Семена бросили в сырой подвал. Два дня провалялся он на голом каменном полу без пищи, сна и воды.

На третий день в дверях встал Замятин. Желтые лампасы на брюках, желтые погоны. На рукаве странной, похожей на кавказскую – с газырями – гимнастерки пришит ядовито-желтый туз с черной буквой К в центре. На криво посаженной шапке – череп и скрещенные кости. Вахмистр уставился на партизана, оцепеневшего от усталости, голода и холода. Не сводя оловянных глаз с беззащитного Костина, двинулся к нему, расставляя ноги, как моряк на вахте во время жестокого шторма.

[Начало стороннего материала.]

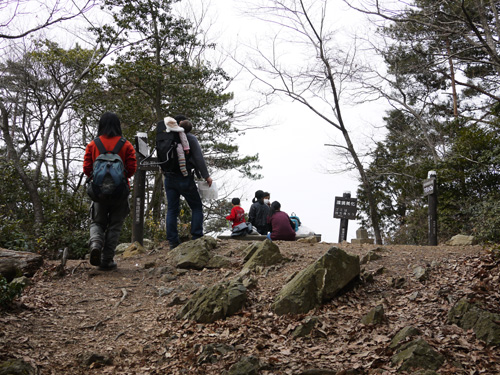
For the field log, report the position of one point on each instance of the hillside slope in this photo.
(123, 322)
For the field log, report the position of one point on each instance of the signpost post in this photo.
(345, 209)
(142, 152)
(430, 190)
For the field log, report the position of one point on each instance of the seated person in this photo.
(280, 225)
(237, 215)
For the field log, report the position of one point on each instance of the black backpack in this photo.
(108, 181)
(166, 145)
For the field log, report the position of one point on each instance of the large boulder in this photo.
(318, 283)
(18, 263)
(216, 302)
(484, 323)
(194, 254)
(461, 240)
(417, 354)
(265, 254)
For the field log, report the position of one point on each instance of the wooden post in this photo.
(142, 153)
(430, 189)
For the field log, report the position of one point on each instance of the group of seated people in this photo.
(265, 217)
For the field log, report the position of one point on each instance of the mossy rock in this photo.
(214, 303)
(266, 254)
(484, 323)
(16, 367)
(402, 335)
(318, 283)
(417, 354)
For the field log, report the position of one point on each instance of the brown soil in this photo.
(60, 321)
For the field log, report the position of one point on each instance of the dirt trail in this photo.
(127, 317)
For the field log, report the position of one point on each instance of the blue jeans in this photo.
(175, 186)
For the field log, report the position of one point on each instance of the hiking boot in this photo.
(95, 254)
(108, 265)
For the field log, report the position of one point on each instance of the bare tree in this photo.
(45, 13)
(316, 79)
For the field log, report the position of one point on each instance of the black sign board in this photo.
(345, 208)
(429, 186)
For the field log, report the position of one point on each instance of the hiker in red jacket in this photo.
(237, 215)
(107, 217)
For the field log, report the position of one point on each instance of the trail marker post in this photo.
(430, 190)
(345, 209)
(142, 152)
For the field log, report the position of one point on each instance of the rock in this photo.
(266, 254)
(306, 327)
(245, 366)
(133, 249)
(318, 283)
(17, 263)
(120, 248)
(417, 354)
(403, 335)
(362, 237)
(310, 239)
(194, 254)
(23, 281)
(421, 273)
(16, 367)
(370, 257)
(162, 291)
(318, 371)
(374, 316)
(216, 302)
(461, 240)
(414, 296)
(176, 301)
(250, 282)
(211, 352)
(367, 277)
(219, 261)
(484, 323)
(397, 282)
(95, 360)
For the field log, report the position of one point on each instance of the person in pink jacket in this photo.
(280, 225)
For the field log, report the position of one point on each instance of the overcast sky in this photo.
(292, 151)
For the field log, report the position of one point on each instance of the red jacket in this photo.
(127, 153)
(237, 215)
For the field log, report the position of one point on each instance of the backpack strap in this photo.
(102, 149)
(119, 145)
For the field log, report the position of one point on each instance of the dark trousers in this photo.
(106, 225)
(175, 186)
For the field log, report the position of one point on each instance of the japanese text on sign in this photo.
(345, 208)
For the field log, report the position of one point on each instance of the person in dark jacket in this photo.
(107, 218)
(176, 185)
(280, 225)
(258, 213)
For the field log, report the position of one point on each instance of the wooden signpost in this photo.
(430, 190)
(345, 209)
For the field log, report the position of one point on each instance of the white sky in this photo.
(292, 151)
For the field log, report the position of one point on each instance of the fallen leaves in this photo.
(121, 314)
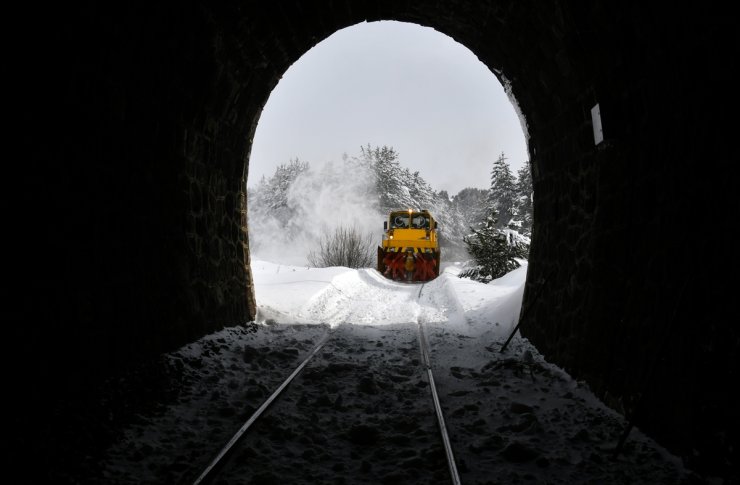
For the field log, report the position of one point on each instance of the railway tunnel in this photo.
(127, 204)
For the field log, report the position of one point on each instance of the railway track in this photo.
(330, 397)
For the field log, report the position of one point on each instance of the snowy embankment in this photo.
(290, 294)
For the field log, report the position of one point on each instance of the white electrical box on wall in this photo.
(596, 121)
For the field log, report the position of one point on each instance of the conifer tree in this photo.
(524, 190)
(503, 192)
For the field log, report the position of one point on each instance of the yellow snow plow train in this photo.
(409, 250)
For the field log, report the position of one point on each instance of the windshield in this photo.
(401, 220)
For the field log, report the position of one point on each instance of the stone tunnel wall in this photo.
(138, 125)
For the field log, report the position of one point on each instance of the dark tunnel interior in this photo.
(127, 201)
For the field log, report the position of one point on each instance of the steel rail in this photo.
(258, 413)
(437, 407)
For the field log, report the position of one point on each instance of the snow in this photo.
(361, 409)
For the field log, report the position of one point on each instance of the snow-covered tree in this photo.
(502, 195)
(494, 251)
(524, 208)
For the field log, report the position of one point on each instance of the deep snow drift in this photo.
(361, 409)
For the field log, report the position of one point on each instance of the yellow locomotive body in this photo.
(410, 249)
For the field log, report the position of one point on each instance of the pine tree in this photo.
(493, 249)
(524, 209)
(503, 192)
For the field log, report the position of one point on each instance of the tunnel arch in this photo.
(146, 165)
(445, 114)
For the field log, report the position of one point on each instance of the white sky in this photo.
(395, 84)
(365, 397)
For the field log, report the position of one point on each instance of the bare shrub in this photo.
(346, 246)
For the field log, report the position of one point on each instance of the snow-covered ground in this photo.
(361, 410)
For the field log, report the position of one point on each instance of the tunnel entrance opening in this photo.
(444, 116)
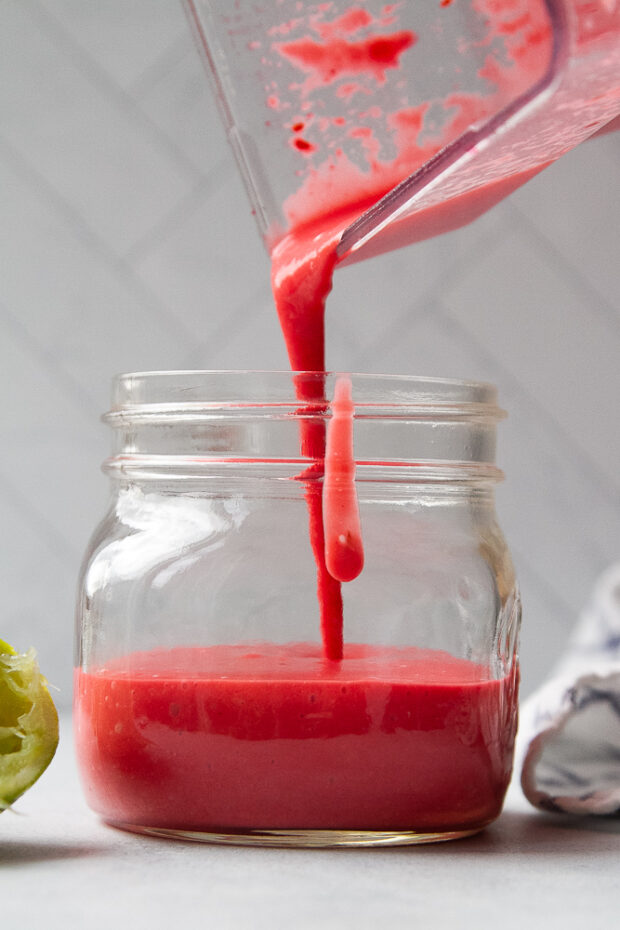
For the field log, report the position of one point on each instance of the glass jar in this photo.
(207, 702)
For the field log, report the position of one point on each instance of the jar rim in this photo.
(173, 392)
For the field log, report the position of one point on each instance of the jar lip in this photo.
(175, 392)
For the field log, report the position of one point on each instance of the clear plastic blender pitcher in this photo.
(412, 118)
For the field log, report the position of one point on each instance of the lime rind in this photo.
(28, 723)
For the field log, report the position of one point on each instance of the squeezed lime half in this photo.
(28, 723)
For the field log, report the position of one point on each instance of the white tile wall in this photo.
(121, 212)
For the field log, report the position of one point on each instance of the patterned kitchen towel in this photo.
(569, 732)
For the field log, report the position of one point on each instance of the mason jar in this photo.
(228, 688)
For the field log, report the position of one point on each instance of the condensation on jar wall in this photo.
(206, 702)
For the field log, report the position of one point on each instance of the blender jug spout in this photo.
(401, 122)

Семен – человек богатырской, недюжинной силы, легко, без напряжения бросал на плечи пятипудовый мешок. За дни пребывания в калмыковской контрразведке Костин уже повидал всякого, попробовал горячего, но все же испугался, когда продолжавший молчать гигант приподнял его за шиворот с пола и потряс в воздухе, словно не чувствуя тяжести могучего тела партизана. Бросив Семена, как пустую ветошку, на пол, верзила захохотал.

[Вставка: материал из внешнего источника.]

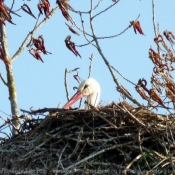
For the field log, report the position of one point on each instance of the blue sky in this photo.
(41, 85)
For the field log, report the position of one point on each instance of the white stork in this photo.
(89, 88)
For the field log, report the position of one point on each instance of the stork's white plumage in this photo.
(89, 88)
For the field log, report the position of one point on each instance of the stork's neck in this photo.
(92, 99)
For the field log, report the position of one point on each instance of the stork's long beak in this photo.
(75, 98)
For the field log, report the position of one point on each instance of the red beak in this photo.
(75, 98)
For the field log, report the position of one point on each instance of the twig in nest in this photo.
(65, 80)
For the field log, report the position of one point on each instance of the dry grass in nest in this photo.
(116, 139)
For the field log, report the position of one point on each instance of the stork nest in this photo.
(116, 139)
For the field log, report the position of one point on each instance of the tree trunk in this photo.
(10, 82)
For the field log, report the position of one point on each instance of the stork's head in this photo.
(89, 88)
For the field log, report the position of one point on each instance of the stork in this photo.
(89, 88)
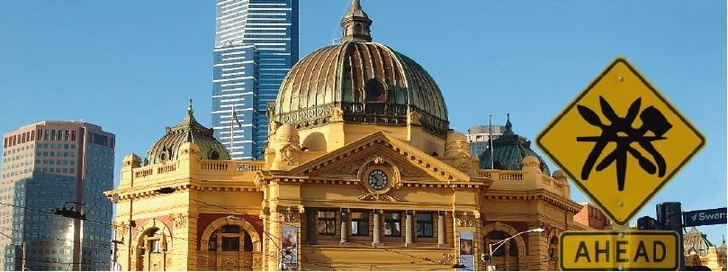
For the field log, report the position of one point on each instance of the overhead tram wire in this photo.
(46, 261)
(104, 245)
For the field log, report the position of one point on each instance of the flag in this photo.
(235, 117)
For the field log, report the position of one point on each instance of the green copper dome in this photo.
(509, 150)
(365, 81)
(187, 131)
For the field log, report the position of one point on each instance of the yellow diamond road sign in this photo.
(620, 141)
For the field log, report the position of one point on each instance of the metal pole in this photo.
(490, 251)
(232, 120)
(490, 140)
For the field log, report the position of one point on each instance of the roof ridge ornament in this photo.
(509, 126)
(190, 111)
(356, 24)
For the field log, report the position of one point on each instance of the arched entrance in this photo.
(153, 246)
(507, 256)
(228, 244)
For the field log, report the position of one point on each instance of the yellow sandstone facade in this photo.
(361, 172)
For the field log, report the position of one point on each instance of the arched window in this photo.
(153, 241)
(230, 238)
(494, 237)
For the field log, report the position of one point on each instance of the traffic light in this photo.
(670, 215)
(649, 223)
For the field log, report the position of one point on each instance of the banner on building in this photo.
(289, 249)
(467, 248)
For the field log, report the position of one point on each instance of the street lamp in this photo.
(502, 242)
(281, 252)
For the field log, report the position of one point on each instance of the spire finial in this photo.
(190, 111)
(508, 122)
(356, 24)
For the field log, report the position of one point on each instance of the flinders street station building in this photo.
(361, 172)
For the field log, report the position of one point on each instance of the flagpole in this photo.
(232, 117)
(490, 140)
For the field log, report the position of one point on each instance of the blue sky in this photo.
(131, 66)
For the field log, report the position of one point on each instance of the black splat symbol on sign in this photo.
(620, 131)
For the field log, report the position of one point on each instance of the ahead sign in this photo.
(612, 250)
(620, 141)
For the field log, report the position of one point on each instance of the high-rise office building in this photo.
(256, 44)
(48, 167)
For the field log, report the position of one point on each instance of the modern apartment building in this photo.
(256, 44)
(48, 167)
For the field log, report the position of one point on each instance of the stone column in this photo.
(537, 248)
(409, 230)
(311, 227)
(377, 233)
(441, 229)
(344, 221)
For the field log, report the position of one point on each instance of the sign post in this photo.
(704, 217)
(620, 141)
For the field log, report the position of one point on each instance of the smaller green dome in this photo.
(187, 131)
(509, 150)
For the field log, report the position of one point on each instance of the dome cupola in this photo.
(360, 81)
(509, 151)
(186, 131)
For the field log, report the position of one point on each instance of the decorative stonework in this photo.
(257, 261)
(447, 258)
(291, 214)
(122, 230)
(464, 219)
(336, 115)
(413, 118)
(289, 155)
(179, 220)
(351, 168)
(366, 195)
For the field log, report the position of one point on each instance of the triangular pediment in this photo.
(347, 161)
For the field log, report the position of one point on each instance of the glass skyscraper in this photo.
(47, 166)
(256, 44)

– Ха-ха! Чуешь, болван? На одну ногу наступлю, за другую потяну – раздеру на две части. В одной останется твое буйное сердце, а в другой – печенка. Ха-ха-ха…

Вахмистр хохотал. Семена передернуло от его смеха.

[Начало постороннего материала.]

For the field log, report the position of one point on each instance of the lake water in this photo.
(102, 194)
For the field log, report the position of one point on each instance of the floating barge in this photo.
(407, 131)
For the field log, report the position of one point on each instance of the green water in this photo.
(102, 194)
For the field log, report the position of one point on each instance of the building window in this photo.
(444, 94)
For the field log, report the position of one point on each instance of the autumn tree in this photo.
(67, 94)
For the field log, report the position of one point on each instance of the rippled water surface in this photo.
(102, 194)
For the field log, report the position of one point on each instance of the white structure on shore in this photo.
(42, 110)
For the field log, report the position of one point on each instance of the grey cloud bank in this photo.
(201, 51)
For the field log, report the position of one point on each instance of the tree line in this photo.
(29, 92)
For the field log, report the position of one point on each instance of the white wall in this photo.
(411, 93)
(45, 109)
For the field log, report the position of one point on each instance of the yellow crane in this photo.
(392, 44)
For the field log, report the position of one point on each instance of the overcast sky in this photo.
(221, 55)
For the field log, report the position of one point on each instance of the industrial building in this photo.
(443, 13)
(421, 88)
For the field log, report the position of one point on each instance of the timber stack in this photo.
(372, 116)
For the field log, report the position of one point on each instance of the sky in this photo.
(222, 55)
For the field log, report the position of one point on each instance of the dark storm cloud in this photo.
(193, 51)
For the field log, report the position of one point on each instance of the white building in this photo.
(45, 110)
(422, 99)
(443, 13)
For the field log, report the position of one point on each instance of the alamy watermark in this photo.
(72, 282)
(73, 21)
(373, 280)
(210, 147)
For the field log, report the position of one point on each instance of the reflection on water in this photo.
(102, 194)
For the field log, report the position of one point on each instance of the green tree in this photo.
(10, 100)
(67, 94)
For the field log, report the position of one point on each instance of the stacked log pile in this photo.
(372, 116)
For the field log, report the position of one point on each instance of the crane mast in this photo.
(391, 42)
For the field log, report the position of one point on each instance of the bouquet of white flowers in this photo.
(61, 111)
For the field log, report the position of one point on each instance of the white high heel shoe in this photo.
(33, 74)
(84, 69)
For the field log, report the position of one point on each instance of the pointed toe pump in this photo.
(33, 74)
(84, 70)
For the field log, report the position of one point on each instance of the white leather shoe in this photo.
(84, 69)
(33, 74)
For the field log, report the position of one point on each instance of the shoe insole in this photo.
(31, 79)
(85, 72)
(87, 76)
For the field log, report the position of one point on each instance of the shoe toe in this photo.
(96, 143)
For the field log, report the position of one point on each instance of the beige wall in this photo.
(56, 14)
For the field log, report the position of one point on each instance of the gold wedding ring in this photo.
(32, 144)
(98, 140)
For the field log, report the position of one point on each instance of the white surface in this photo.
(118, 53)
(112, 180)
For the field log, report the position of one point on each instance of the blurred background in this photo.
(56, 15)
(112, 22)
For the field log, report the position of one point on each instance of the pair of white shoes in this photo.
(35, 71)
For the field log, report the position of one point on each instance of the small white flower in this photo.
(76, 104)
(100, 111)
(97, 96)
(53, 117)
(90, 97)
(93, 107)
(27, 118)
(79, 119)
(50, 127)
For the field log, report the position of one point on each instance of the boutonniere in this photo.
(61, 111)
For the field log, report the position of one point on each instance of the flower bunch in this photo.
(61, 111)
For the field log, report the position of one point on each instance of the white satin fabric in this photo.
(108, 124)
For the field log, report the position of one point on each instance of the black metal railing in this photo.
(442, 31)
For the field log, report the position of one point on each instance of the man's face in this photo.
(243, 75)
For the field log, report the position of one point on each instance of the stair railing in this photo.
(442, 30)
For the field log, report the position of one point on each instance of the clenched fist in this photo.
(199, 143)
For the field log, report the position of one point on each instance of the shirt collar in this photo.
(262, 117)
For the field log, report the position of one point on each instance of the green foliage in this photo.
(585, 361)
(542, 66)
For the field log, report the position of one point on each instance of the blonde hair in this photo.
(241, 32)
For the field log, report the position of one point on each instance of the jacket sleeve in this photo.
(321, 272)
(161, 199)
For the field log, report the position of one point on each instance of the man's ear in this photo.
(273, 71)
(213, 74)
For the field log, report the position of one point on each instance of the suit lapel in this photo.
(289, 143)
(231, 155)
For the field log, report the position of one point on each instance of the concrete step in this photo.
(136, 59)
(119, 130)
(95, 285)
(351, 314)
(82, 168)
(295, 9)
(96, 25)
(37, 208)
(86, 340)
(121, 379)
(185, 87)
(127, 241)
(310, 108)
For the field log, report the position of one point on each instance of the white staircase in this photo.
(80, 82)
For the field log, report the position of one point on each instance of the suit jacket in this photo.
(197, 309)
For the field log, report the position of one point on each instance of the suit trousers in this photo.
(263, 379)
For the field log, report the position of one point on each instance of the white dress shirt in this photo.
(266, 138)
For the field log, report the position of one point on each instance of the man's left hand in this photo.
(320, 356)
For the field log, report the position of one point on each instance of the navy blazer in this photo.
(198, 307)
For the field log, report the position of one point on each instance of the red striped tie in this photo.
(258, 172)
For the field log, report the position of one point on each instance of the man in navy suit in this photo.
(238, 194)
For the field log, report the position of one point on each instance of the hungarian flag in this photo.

– Партизан? Имя? Где живешь?

Семен молчал.

Вахмистр гаркнул, вызывая к себе подручных калмыковцев:

– А ну, ребята, работенка нам предстоит немалая: надо заставить дуб заговорить человеческим голосом…

Семен молчал.

Вахмистр уходил обедать, хлебнуть спиртного; надеялся – нечеловеческая боль, голод сломят волю партизана. Возвращался, распинал измученного Костина.

Семен молчал.

Наконец утомленный палач изнемог. Он бросил партизана на залитый кровью цементный пол и, сквернословя, приказал хриплым, задыхающимся голосом:

– На вокзал эту сволочь! В вагон. Там мы из него вырвем все необходимое. Гусь, похоже, важный, с золотой начинкой…

Семен очнулся от пронизывающего тело ветра и холода. Покрытый полушубком, он лежал на дровнях. Лошаденка бойко мчалась по безлюдным улицам затаившегося под небывалой напастью Хабаровска.

С двух сторон Семена охраняли калмыковцы с заряженными японскими винтовками в руках.

– Куда вы меня везете? – едва шевеля губами, спросил Семен.